I fully plan to keep everyone updated including sponsors, the charity, friends colleagues, employers and of course anybody interested on this forum.

Thanks again and please keep any comments and observations coming.

Alan


----------



## Soltydog (7 Jan 2019)

You've plenty of time to train for doing this in June, try a few things out before than & see what works best for you. Last year I did 50 consecutive days of at least 50km & it was hard going on the legs, constantly aching for the last week or two. I find that if I do a long ride (100 miles ish) then it takes more than 24 hours rest to fully recover, I'll tend to be stiff & aching for two or more days 
If the weather is favourable at the beginning of June I'd aim for at least 300 miles a week & then it gives you a chance if something slows you up at end of the month 
Good luck with it


----------



## cosmicbike (7 Jan 2019)

I set myself the same challenge last year. I cycle to work, so that made 20 miles per day which I extended, then some bigger rides on my rest days. At about 33 miles per day, my best advise it to get ahead of the required daily mileage. Missing a few miles, or a day, later in the month is very difficult to recover


----------



## Tigerbiten (7 Jan 2019)

I start to get fit for a tour with trying to do 100 mile per week, either lots of short rides or a few longer rides.
After a month or so I'll start to up the distance so that at the start of my tour I can fairly easily do 150 miles per week.
I find it's best if each week I either do 4 short rides in one block, a day off, a longer ride, another day off.
Or 3 short, off, 2 long, off, 3 or 4 short, etc, etc.
Mixing and matching the distances makes it more "fun" and if it not "fun" you'll soon stop.

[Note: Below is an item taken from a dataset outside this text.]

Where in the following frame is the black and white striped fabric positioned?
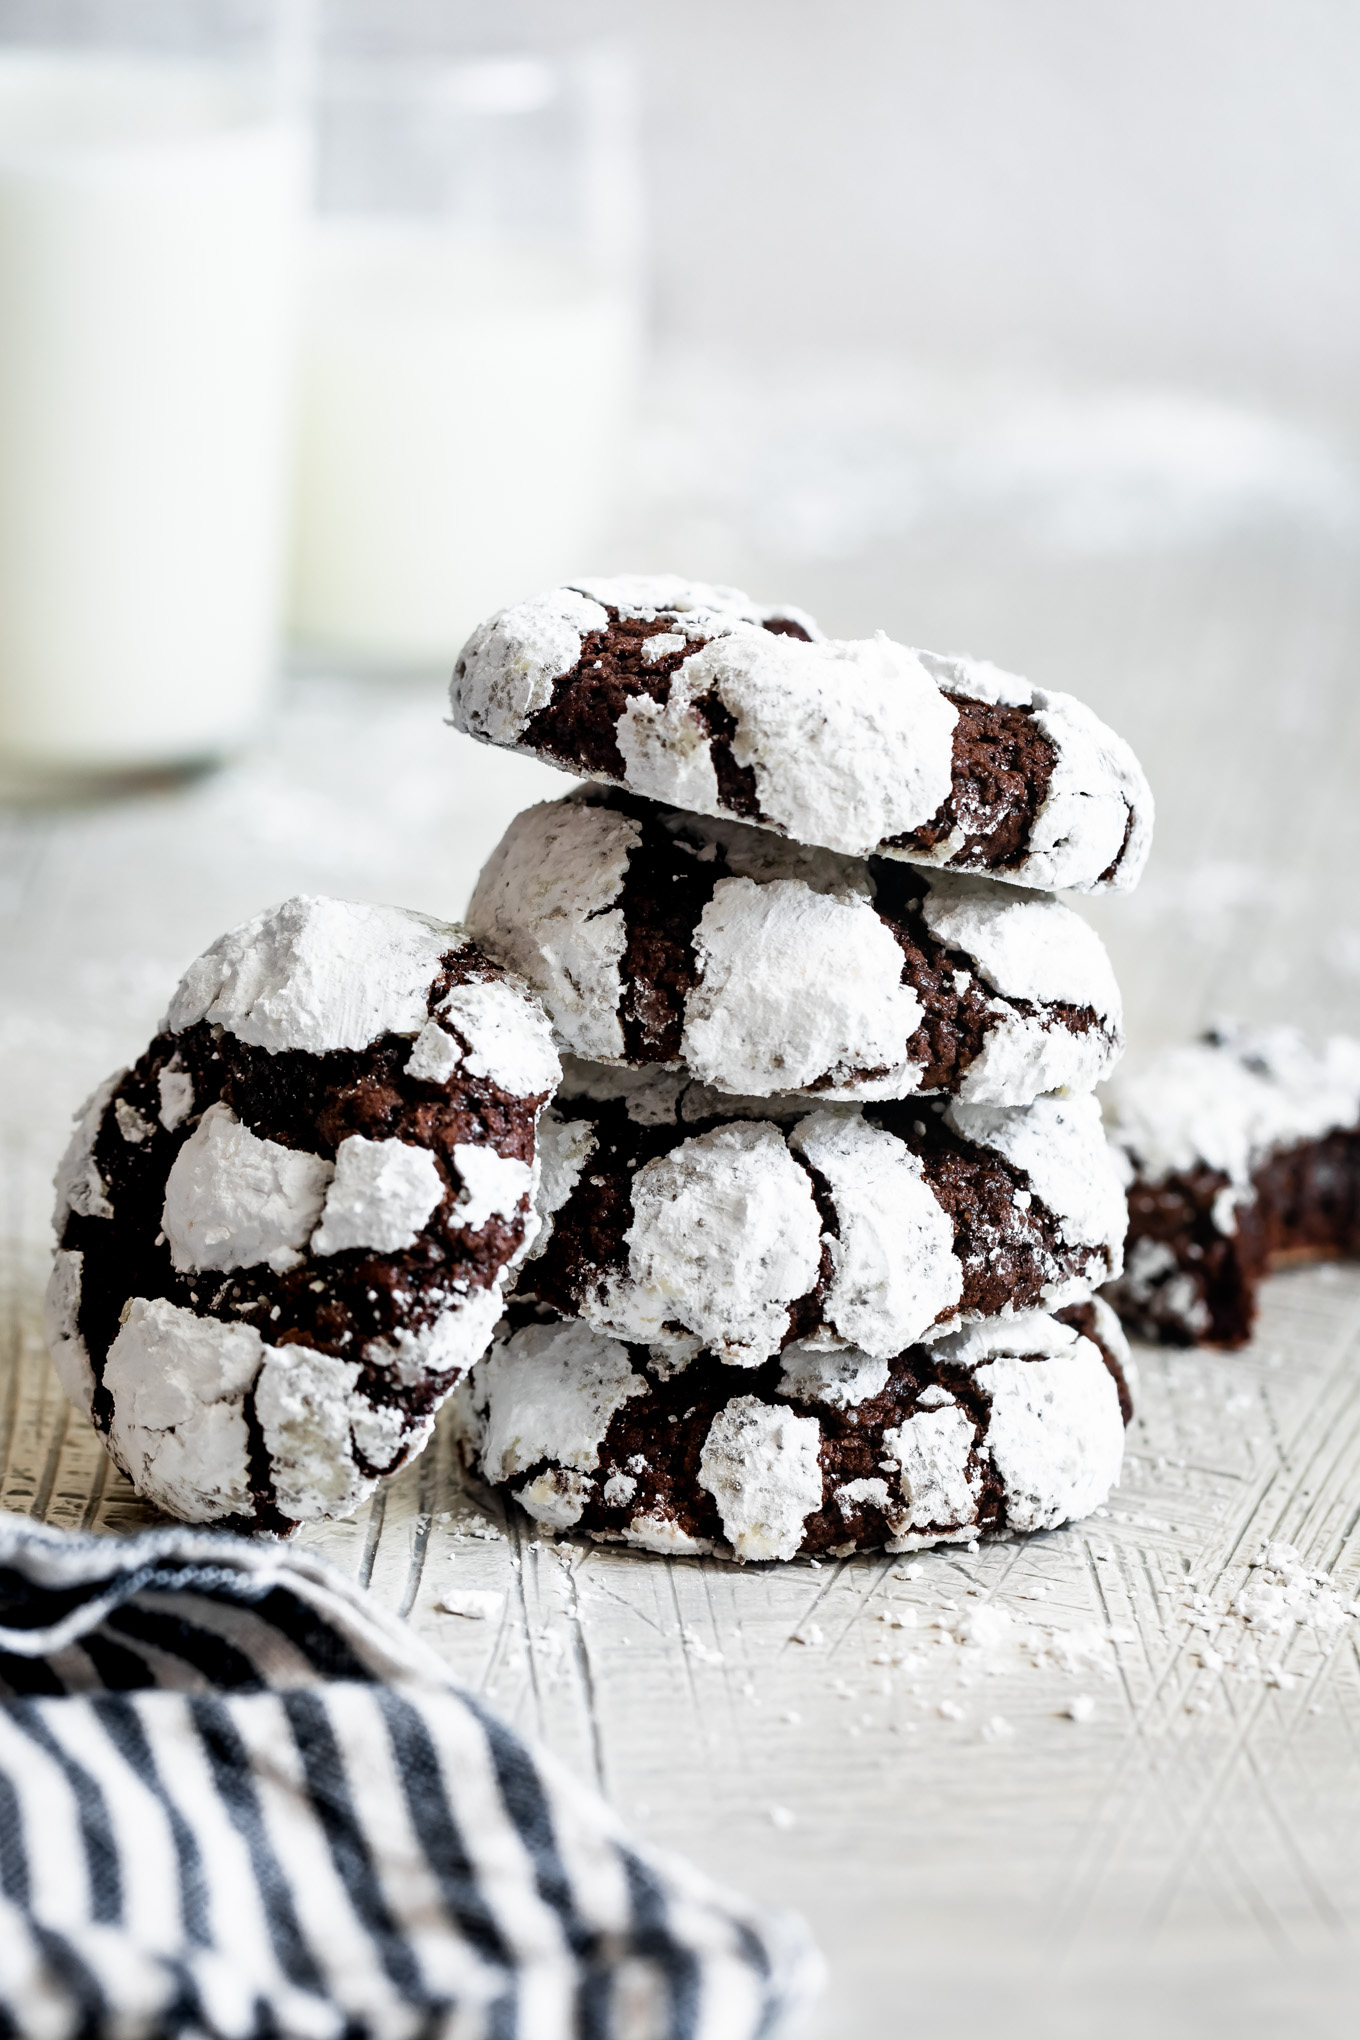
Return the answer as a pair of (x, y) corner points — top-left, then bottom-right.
(0, 1516), (819, 2040)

I then at the start of a long tour I find my first 1,000 miles tends to take around 35 days.
I then tend to knock 5 days off each of the next 1,000 miles until I get down to 20 days per 1,000.
I'll then keep that speed until the end of the tour.
I find that weeks 2-3 are the hardest on tour because I've run my reserves down but I've yet to build my full cycling fitness.
After that it just gets easier as I rebuild my reserves as I get cycling fit.
And I'm now the well wrong side of 50 but as I don't work anymore I've got plenty of time to do it in.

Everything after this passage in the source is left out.